Does $S:\Bbb{R}^m\to \Bbb{R}^n$ have to be a matrix? Let $S:\Bbb{R}^m\to \Bbb{R}^n$ be a linear transformation. Every textbook that I have come across states that $S$ is an $n\times m$ matrix. 
It is easy to see that such a matrix satisfies the properties of such a linear transformation. 
However, can $S$ be something other than a matrix? I can't think of a way of proving that $S$ can only be a matrix and nothing else. 
Thanks in advance!
 A: In general, for vector space (say over $\mathbb R$) $V$ and $W$, a linear transformation $S:V\to W$ is a function which is additive, that is $$S(x+y)=Sx+Sy$$ and homogeneous, that is $$T(\alpha x)=\alpha Tx.$$
In the particular case where $V=\mathbb R^n$ and $W=\mathbb R ^m$, where these are given the standard vector space structures, a linear transformation is a function $S:\mathbb R^n\to \mathbb R^m$ which is additive and homogeneous. 

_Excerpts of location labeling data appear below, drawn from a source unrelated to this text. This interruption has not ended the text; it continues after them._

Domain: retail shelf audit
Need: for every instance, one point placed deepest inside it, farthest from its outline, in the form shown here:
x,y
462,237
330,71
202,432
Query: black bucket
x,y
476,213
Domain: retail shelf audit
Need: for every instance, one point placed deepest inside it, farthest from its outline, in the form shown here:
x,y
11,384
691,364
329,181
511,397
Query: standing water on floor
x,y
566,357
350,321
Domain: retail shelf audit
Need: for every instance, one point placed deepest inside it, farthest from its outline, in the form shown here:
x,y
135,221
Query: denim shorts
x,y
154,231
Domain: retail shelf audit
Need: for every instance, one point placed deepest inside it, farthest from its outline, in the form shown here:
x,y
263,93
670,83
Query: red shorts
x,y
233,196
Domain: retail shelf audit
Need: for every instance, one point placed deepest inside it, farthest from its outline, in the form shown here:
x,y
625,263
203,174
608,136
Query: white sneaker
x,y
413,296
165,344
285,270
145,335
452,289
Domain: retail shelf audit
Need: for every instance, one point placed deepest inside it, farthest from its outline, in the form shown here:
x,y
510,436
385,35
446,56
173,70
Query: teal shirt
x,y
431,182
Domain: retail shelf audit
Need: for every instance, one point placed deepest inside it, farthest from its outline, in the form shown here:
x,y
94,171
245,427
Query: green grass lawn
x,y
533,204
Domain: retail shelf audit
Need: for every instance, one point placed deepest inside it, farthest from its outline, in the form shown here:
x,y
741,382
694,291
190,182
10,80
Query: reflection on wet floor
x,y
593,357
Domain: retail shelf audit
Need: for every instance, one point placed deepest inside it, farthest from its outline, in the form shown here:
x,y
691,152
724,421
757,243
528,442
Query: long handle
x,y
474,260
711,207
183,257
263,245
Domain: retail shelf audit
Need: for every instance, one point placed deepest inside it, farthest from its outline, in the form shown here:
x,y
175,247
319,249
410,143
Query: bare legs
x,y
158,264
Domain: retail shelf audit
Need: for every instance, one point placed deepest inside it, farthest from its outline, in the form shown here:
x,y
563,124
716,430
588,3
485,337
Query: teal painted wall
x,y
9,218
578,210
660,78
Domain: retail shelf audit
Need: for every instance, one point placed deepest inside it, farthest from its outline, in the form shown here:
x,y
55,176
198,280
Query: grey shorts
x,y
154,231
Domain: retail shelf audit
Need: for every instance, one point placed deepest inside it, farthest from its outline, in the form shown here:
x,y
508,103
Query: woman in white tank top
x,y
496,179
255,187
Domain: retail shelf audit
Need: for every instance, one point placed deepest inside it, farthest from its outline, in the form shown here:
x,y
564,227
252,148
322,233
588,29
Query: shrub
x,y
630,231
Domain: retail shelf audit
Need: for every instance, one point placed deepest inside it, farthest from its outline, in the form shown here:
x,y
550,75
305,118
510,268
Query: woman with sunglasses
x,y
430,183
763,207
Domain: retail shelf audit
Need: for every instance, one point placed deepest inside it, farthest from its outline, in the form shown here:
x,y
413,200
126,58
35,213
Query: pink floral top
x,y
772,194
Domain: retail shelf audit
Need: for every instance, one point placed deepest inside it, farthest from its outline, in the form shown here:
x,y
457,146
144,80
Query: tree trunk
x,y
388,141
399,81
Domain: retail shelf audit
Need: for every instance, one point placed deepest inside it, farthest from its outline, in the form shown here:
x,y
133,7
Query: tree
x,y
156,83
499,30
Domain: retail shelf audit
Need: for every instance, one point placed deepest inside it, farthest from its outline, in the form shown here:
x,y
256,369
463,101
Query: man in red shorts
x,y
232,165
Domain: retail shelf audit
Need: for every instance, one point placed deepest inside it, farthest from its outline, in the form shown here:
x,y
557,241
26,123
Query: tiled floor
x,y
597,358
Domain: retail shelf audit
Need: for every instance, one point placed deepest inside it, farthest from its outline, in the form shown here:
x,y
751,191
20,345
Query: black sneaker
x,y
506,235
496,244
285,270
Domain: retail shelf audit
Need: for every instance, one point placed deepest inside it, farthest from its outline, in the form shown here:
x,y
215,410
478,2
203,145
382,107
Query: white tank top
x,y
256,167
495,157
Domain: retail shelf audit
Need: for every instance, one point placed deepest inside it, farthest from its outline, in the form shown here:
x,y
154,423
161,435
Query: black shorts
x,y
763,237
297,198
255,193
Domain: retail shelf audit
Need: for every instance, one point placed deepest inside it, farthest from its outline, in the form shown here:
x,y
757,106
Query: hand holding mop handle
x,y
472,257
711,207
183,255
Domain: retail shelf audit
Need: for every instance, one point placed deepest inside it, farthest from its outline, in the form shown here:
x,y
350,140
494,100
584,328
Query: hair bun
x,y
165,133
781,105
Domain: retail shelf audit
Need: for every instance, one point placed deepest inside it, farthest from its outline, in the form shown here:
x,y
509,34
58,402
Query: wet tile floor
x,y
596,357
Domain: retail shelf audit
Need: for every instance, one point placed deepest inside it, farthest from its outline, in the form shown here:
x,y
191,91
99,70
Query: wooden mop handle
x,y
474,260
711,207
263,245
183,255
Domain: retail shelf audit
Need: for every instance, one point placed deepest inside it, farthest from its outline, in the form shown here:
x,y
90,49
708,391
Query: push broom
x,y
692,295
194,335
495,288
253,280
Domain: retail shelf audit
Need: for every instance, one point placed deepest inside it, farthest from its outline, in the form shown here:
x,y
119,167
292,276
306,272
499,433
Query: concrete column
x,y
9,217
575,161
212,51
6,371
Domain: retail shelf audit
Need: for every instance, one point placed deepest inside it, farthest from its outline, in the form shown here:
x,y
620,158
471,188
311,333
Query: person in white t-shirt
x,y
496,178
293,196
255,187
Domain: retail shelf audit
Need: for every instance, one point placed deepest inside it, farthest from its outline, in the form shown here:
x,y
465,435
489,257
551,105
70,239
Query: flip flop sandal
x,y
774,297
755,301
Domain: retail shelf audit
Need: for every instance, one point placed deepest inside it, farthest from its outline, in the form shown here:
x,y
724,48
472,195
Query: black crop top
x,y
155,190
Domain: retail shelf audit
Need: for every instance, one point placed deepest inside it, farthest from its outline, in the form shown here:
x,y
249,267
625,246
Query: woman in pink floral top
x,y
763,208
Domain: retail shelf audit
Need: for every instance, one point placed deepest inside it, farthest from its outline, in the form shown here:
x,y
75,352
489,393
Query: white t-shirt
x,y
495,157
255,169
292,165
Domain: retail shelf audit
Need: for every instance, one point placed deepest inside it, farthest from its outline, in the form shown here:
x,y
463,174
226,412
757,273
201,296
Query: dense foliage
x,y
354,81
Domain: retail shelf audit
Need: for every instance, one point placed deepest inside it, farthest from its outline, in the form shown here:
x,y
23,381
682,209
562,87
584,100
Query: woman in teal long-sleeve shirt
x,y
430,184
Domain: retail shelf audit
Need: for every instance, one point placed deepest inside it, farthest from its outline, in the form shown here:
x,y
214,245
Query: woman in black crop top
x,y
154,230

A matrix is nothing but a block of numbers. So, quite simply, a matrix is not a linear transformation, nor is a linear transformation a matrix. The reason that many textbooks blur the distinction between linear transformations and matrices is that once bases for the relevant vector spaces are given, every matrix gives rise to a unique linear transformation, and every linear transformation arises from such a matrix uniquely. In other words, there is a bijection between the set of linear transformation $\{T:V\to W\}$ and the set of matrices $M_{n,k}(\mathbb R)$ of $n\times k$ matrices with entries in $\mathbb R$, where $n$ is the dimension of $V$ and $k$ is the dimension of $W$. 
So, once bases $B,B'$ are fixed, every linear transformation $T:V\to W$ is associated with a matrix $[T]_{B,B'}$ called the representing matrix of $T$ with respect to the chosen bases. Moreover, if $S:W\to U$ is another linear transformation, and $B''$ is a basis for $U$, then $[S\circ T]_{B,B''}=[S]_{B',B''}[T]_{B,B'}$. That is, composition linear transformations is represented as well by the representing matrices. 
In many familiar situations there are natural choices for standard bases for the linear spaces one encounters, or, at least, there are procedures that produce explicit bases. That is why many texts don't bother to make a clear distinction between linear transformations and their representing matrices. 
However, there are plenty of situations where no bases can be given explicitly, and then it is more desirable to work without coordinates. 
Another reason why many textbooks prefer the 'linear transformation is a matrix' blur is that lots of things are easy to define on a matrix while they require a bit more work for general linear transformations. Examples include the trace and determinant of a linear transformation. It is possible to give coordinate-free definitions of these concepts, but this is slightly more involved than the standard matrix bases definitions. 
A: A linear transformation is not a matrix. A matrix is a rectangular array of numbers, and a linear transformation is a mapping.
But for any linear transformation $S$ from $\mathbb{R}^m$ to $\mathbb{R}^n$,  there is a unique matrix $A=A(S)$ such that for any vector $v$ in $\mathbb{R}^m$, we have $S(v)=Av$. You can write down the matrix $A(S)$ easily, column by column, if you know what the linear transformation $S$ does to the basis vectors $(1,0,\dots,0)$, $(0,1,\dots, 0)$, and so on. 
Conversely, multiplication by a matrix of the right size always gives a linear transformation from $\mathbb{R}^m$ to $\mathbb{R}^n$.